The sun is essentially a swirling hell of plasma, made up of rotating electrically charged particles of gas—mostly electrons and hydrogen atoms stripped of their electrons. (Stellar plasma is slightly different from the low-density plasma used in tokamak fusion reactors.) Researchers have long tried to better understand solar flares, especially when a particularly large chunk of plasma is ejected toward Earth.
The team’s experiments began by placing some partially ionized sulfur dioxide inside a glass bulb and then bombarding it with low-frequency microwaves, similar to those used in a microwave oven, to excite the gas, heating it to about 5,000 degrees Fahrenheit. They found that pulsing microwaves at 30 kHz creates a sound wave that exerts pressure that causes the hot gas to compress. This sound wave pressure creates a kind of “acoustic gravity” and causes the fluid to move as if it were in the Sun’s spherical gravitational field. (The gravitational field of the experiment is about 1,000 times stronger than that of Earth.) This creates plasma convection, a process in which a warm liquid rises and a colder, denser liquid sinks towards the core of the glass ball. In doing so, the team became the first person on Earth to create something resembling the spherical convection normally seen inside a star.
Their project was first funded by DARPA, the Pentagon’s advanced research arm, because of its applications for hypersonic vehicles. He then received support from the Air Force Research Laboratory, as space weather can interfere with aircraft and spacecraft. But astronomers think it can also tell us something fundamental about the behavior of the sun. “I think it’s really important to start modeling solar convection in the lab and therefore gain insight into the Sun’s mysterious solar cycle,” says Tom Berger, executive director of the university’s Center for Space Weather Technology, Research and Education. Colorado in Boulder, which was not included in the study.

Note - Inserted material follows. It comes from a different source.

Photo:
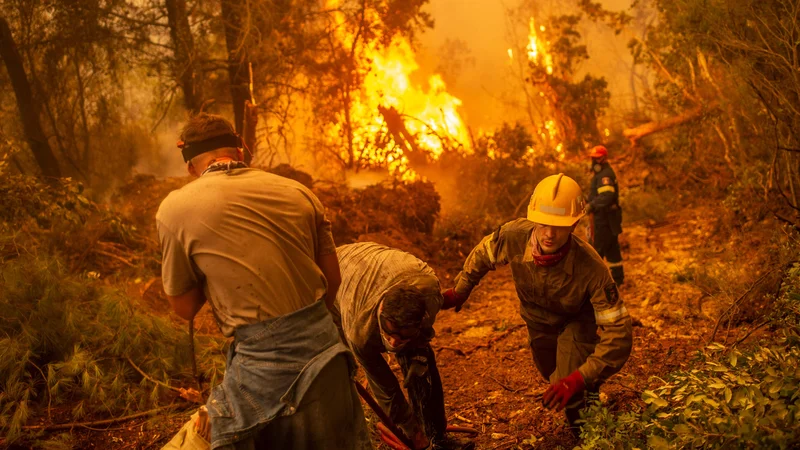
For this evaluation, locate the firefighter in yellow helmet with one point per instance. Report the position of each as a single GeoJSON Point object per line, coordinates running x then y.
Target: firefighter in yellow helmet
{"type": "Point", "coordinates": [579, 330]}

Berger is referring to a roughly 11-year cycle in which the Sun’s inner convection zone somehow becomes more active, causing the outer layer, or corona, to generate more frequent and intense flares and plasma ejections called coronal mass ejections. Exploring the interior of the sun is difficult, Berger says, although NASA is trying to do so with a spacecraft called the Solar Dynamics Observatory, which uses sound waves to map the sun’s surface and infers about the plasma below.
Other experts in the field also praise the study by Putterman and his colleagues, but note that it has limitations. “This is an exciting and innovative development. It’s cleverly done. It has always been challenging to model the internal dynamics of a star in the lab,” says Mark Misch, a researcher at the NOAA Space Weather Prediction Center and the University of Colorado.